Yes, there are custom or specialty gear mfg companies around. My first salaried job at IH's FARMALL PLANT was a production schedulers job in a gear machining dept. My dept did special secondary machining to gears, gear "Shaving", chamfered gear tooth edges to ease engagement, milling oil grooves in faces of gears, drilling oil holes. Plus I had 2 guys on 1st shift and 2 more on 2nd shift that ran a Leihbehr Hob and Red Ring gear shaver cell, each guy ran a hob and a shaver. My job was to chase enough machined gear blanks out of other departments to keep these 4 guys busy. It was piecework, their pay was directly tied to how many pieces of each gear they got off each machine. They were 4 of the highest paid guys in the whole shop. The FARMALL PLANT was reported to be the largest gear machining plant in the country, they made bull gears and the matching pinions, all the speed and range transmission gears, and gears for other IH plants like I.H. East Moline combine plant, IH Geelong, Australia, they built lots of ag tractors there. Eventually IH Louisville tooled up to machine the gear blank forgings they made for FARMALL, and we started getting ready to assemble gears and shafts daily from LVL.
There are lots of companies that make custom gears. An internet search will show hundreds, probably thousands of companies. The creeper gears are really simple in design. I suspect they are machined out of barstock, not a forging or a casting. At a company I worked at after FARMALL, WE had outsourced machining on very large cast steel gear blanks making them into a herringbone style gear, gear teeth in a "V" across the surface of the gear, and it's matching drive pinion. The shop was ASTRON GEAR in Chicago, Illinois. Very good shop, but there's many others. That was 25, almost 30 years ago, they "Might" still be in business.
A other possibility is I'm pretty sure then creeper drive uses straight cut spur gears. Lots of tool & die shops have Mitsubishi Wire EDM machines, Electric Discharge Machining, a very precise method, great accuracy, able to cut hardened steels without effecting the heat treatment. EDM isn't cheap but straight cut spur gears can be cut in "stacks" reducing time and therefore cost.

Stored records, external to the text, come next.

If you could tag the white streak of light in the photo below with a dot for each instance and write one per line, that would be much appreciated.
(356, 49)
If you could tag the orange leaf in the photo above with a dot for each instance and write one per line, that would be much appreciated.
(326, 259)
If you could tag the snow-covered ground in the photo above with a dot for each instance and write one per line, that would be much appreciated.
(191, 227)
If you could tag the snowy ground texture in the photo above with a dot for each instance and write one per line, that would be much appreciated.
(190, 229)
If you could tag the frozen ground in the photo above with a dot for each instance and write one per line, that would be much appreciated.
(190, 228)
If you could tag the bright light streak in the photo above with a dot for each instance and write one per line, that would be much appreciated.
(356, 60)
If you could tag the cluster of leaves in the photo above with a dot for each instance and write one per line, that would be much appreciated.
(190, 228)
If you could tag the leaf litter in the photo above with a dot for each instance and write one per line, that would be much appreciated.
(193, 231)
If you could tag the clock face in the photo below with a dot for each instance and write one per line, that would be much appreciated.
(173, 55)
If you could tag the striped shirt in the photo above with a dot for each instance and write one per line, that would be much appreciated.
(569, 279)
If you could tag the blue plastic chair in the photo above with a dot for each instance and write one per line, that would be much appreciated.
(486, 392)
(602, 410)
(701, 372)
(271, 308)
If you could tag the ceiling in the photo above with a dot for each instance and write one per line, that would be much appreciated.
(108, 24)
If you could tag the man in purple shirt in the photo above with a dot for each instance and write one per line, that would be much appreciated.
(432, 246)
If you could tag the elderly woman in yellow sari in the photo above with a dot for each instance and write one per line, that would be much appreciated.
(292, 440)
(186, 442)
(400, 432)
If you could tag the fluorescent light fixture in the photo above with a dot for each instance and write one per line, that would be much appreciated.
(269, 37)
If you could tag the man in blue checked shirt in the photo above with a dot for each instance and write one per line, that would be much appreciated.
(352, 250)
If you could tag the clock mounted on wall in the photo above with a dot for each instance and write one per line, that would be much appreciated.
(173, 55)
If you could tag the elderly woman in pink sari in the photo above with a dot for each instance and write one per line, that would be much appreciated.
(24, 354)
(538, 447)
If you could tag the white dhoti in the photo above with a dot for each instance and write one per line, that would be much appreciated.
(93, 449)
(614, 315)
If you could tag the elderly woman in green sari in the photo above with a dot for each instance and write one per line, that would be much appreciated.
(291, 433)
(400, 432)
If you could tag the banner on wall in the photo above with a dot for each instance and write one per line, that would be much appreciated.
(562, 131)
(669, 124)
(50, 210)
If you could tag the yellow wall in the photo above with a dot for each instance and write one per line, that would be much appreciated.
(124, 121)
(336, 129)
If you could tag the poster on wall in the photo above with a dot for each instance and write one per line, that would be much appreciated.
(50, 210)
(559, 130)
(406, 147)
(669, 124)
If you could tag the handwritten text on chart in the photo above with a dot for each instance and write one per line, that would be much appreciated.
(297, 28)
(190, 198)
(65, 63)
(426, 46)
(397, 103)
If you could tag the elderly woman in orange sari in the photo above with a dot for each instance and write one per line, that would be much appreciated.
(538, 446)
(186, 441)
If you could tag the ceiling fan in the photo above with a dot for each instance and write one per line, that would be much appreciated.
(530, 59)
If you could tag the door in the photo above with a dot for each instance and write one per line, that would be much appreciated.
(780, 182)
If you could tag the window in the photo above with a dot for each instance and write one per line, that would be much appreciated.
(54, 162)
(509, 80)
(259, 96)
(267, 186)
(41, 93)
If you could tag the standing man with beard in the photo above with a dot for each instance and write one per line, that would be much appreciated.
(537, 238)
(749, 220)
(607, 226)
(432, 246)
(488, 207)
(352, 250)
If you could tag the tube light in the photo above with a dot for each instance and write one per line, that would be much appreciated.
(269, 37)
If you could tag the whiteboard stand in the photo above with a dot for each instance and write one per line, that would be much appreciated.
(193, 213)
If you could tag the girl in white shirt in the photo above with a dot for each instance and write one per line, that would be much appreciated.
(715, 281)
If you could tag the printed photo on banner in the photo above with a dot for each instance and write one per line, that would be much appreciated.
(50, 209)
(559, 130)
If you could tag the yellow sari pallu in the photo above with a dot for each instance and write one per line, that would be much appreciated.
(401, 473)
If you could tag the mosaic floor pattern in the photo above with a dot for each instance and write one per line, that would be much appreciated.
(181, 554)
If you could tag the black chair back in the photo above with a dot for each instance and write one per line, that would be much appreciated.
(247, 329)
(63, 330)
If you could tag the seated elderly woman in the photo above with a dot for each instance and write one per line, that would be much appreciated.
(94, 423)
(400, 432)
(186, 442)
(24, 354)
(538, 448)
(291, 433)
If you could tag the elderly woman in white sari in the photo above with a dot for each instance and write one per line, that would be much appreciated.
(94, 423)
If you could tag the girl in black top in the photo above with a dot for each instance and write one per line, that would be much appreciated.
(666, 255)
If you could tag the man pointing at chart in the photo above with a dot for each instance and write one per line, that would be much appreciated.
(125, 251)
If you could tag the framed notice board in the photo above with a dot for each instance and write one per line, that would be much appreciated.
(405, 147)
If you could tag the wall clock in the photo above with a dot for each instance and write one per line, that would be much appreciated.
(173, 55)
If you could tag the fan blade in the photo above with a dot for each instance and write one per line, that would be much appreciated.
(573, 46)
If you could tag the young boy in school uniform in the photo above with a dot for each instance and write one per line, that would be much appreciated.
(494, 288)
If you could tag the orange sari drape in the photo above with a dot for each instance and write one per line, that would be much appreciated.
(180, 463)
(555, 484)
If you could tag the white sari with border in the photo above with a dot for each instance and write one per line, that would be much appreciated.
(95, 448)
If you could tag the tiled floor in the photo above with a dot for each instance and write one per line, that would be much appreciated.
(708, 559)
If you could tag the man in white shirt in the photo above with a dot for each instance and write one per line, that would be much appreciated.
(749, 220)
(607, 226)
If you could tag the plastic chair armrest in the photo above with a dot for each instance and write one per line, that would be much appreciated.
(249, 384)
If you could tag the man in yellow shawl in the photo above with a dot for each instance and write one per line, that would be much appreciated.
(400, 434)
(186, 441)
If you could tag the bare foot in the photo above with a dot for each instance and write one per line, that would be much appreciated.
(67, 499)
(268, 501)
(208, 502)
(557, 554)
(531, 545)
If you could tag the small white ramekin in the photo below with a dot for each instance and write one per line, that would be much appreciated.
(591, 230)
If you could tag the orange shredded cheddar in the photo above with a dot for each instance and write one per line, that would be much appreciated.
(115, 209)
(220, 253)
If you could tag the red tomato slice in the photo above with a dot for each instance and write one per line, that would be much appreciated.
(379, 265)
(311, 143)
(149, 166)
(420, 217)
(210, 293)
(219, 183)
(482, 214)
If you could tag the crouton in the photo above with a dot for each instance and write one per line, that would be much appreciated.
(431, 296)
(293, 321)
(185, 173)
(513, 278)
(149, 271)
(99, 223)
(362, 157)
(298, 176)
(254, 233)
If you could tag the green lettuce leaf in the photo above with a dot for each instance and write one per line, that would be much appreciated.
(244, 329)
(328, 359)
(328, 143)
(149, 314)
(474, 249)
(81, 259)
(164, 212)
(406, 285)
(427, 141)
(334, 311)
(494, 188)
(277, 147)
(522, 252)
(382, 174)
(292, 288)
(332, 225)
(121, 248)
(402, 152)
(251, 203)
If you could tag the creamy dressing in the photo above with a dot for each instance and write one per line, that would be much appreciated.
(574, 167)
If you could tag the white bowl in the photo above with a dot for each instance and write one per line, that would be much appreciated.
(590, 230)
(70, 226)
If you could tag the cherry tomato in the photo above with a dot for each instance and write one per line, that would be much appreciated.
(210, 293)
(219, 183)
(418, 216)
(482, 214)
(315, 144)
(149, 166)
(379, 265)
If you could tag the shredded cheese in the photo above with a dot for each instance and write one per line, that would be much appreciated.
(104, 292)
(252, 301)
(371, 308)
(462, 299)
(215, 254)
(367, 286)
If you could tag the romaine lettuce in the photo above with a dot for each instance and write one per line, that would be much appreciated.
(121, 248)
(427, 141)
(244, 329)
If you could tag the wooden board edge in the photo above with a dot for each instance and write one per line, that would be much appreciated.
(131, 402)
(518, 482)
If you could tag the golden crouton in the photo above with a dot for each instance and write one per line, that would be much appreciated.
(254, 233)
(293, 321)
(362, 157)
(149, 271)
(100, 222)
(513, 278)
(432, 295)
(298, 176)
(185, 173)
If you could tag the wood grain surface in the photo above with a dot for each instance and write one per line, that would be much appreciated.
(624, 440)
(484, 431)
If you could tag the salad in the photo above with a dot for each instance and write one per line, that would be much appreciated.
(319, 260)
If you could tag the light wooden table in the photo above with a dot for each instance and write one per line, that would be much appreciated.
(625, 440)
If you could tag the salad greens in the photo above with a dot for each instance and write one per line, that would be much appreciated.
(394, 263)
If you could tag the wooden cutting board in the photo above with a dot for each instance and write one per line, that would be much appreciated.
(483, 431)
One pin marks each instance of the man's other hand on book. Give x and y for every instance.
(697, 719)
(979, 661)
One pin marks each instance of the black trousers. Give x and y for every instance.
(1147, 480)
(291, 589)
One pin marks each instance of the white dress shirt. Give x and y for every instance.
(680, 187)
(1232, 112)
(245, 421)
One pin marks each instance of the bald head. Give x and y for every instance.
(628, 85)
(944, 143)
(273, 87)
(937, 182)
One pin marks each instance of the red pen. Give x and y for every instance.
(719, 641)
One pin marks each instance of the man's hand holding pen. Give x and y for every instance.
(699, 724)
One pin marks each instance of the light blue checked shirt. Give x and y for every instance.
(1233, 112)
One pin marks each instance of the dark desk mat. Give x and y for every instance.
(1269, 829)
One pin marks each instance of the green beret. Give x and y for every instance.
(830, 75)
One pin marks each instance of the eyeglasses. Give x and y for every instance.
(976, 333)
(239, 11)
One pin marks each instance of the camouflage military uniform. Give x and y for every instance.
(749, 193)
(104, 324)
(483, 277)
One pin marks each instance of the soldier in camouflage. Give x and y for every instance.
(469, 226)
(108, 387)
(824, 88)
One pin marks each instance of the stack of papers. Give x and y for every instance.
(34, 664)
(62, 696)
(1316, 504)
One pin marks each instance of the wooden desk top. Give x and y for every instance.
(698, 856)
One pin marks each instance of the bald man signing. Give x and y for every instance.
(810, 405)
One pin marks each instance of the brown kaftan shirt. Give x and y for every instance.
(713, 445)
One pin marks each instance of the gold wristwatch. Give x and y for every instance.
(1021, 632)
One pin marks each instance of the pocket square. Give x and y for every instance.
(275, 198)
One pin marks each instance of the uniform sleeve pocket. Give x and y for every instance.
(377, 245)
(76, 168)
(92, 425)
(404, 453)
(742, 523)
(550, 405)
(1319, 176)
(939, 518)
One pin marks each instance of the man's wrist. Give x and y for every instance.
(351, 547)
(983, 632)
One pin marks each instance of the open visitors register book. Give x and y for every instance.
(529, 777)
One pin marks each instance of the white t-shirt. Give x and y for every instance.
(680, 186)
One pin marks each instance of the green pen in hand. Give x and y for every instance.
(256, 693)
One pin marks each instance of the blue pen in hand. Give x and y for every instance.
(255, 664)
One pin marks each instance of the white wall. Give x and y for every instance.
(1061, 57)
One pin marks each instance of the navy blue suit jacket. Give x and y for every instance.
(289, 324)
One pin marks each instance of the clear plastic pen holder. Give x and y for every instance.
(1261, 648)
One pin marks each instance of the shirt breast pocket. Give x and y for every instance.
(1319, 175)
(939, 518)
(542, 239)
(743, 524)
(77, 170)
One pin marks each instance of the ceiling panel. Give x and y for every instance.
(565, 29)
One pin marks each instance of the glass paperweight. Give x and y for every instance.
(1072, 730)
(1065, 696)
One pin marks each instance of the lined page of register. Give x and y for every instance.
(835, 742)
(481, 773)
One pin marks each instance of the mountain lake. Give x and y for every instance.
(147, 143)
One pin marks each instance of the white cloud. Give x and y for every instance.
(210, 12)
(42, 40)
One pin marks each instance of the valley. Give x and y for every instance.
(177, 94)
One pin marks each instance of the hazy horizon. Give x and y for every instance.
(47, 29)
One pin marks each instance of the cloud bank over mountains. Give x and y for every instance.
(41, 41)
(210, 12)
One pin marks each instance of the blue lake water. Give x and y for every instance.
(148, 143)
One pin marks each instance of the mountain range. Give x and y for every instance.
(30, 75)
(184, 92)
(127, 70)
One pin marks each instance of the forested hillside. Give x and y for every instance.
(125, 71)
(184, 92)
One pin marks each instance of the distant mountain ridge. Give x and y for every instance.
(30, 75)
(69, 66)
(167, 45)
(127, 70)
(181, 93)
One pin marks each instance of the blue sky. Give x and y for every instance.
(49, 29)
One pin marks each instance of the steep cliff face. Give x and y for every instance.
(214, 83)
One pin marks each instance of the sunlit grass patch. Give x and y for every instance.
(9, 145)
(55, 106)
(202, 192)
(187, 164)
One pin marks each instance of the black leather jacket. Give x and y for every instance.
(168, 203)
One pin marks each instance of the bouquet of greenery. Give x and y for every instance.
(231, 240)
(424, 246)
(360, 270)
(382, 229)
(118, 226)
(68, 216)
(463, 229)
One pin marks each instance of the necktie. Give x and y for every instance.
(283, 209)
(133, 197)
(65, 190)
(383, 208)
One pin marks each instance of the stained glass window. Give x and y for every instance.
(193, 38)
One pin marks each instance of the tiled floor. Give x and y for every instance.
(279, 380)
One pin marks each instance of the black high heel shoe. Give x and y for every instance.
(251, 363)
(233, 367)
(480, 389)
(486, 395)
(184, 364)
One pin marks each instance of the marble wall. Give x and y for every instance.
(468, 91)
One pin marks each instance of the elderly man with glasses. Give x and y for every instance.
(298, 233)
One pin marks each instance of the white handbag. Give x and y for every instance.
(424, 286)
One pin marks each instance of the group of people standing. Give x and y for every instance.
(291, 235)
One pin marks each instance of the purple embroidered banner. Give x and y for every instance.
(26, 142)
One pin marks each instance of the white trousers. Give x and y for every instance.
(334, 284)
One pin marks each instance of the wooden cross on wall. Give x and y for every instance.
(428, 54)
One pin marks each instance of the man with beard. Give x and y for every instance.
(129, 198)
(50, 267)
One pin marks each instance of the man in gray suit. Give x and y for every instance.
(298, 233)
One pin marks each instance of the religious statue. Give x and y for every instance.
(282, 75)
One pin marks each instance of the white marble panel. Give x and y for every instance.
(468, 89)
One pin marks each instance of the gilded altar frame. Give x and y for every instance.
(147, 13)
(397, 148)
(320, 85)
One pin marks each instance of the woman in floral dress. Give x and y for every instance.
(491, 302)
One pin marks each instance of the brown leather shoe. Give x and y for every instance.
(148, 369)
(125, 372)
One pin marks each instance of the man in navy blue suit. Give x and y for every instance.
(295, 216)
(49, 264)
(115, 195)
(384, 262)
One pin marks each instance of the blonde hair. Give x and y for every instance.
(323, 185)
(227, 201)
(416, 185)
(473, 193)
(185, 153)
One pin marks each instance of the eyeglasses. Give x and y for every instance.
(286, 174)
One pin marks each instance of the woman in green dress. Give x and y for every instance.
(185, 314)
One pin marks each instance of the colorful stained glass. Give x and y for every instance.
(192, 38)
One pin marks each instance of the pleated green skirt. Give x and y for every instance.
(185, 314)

I think the "as cut" surface finish is good enough to run.
We had a row of about a dozen Barber-Coleman hobs of different sizes that cut teeth on gear blanks made by IHC West Pullman PLANT, they were pump gears used in engine oil pumps, hydraulic oil pumps, and lube oil pumps for transmissions. 2-3 guys ran ALL those hobs, think they ran 2 shifts.
If you can get hold of an underdrive with good gears and create a drawing of the gears, diameter, width, center bore diameter, keyway width & depth, all those can be measured off a good used gear, but things like "Pressure Angle", "pitch diameter" and specs for proper involute tooth profile, that's what the gear shavers created on the teeth, in the case of the creeper, the involute helps hold the creeper stay engaged in gear.
I don't know how hard it would be to find a Danco creeper drive blue print, but ALL those specs would be on a print. OR, Julian Stahl at Midwest SuperCub could probably tell you, he makes various sizes of primary reduction gears for gear drive Cubbies.